Est-on égaux face à l’émerveillement, ou est-ce qu’il y a un apprentissage pour s’émerveiller jour après jour ?
Je ne sais pas si des études ont été réalisées pour savoir si nous disposions tous des mêmes facultés d'émerveillement. En revanche je sais qu'en ce qui concerne le flow, l’expérience du flux (état mental décrit en psychologie positive par l'absorption totale d'une personne par son occupation, ndlr), certaines personnes entrent dans le flux plus facilement, tandis que d’autres peuvent être blasées devant un magnifique paysage.

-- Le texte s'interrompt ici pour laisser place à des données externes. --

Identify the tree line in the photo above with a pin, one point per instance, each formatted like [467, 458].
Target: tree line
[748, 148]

Les enfants ont cette faculté, par exemple ?
On retrouve en effet dans les textes bouddhiques qu’un enfant a cette fraîcheur qui n’est pas prise dans les projections mentales qui nous font dire que cela doit être perçu comme beau ou laid. Ce sont des surimpositions que l’on ajoute à la réalité qui n’est ni belle, ni laide, ni rien du tout. Un enfant n’a pas de jugement, voit la beauté, n’impose pas d’étiquettes.
Si vous étiez un paysage dans lequel vous aimeriez vous fondre, lequel serait-ce ?
Le ciel intérieur de la compassion et de la sagesse de mon maître spirituel, voilà un petit paysage qui n’est pas habituel ! Nous avons un esprit assez fragmenté, rétréci, confus, c’est pour cela qu’on essaye de s’en sortir. Quelqu’un qui a atteint l’éveil a un esprit vaste, sans contrainte, libre des poisons mentaux. On dit que c’est comme l’espace dans un petit pot : lorsque les parois du petit pot se brisent, l’espace se fond en l’immensité du ciel. Il y a une pratique qui consiste à mêler son esprit limité au vaste esprit d’un maître spirituel. Cette union est l’émerveillement ultime.
Y a-t-il une expérience d’émerveillement particulièrement forte que vous aimeriez partager avec nos lectrices ?
Je pourrais parler de certains paysages incroyables au Tibet. Je me rappelle m’être assis un matin d’octobre au bord du lac Manasarovar, à 4300 m d’altitude. La température était tombée à - 10 degrés la nuit précédente. Au lever du soleil, fendant le silence absolument extraordinaire, j’entends sans les voir des canards écarlates. Et soudain, au loin, j’aperçois deux petits canards. C’est comme si le son avait volé sur la surface du lac. À ce moment-là, j’ai ressenti comme une fusion entre l’intérieur – l'expérience spirituelle – et l’extérieur – la nature – en méditation.
Par ailleurs, mes plus forts moments d’émerveillement ont lieu sans aucun doute en présence de maîtres spirituels, le Dalaï-lama ou mes premiers maîtres, Kanguiour Rinpoché ou Khyentsé Rinpoché. Assis en silence en leur présence pendant des heures, c’est au-delà de toute description.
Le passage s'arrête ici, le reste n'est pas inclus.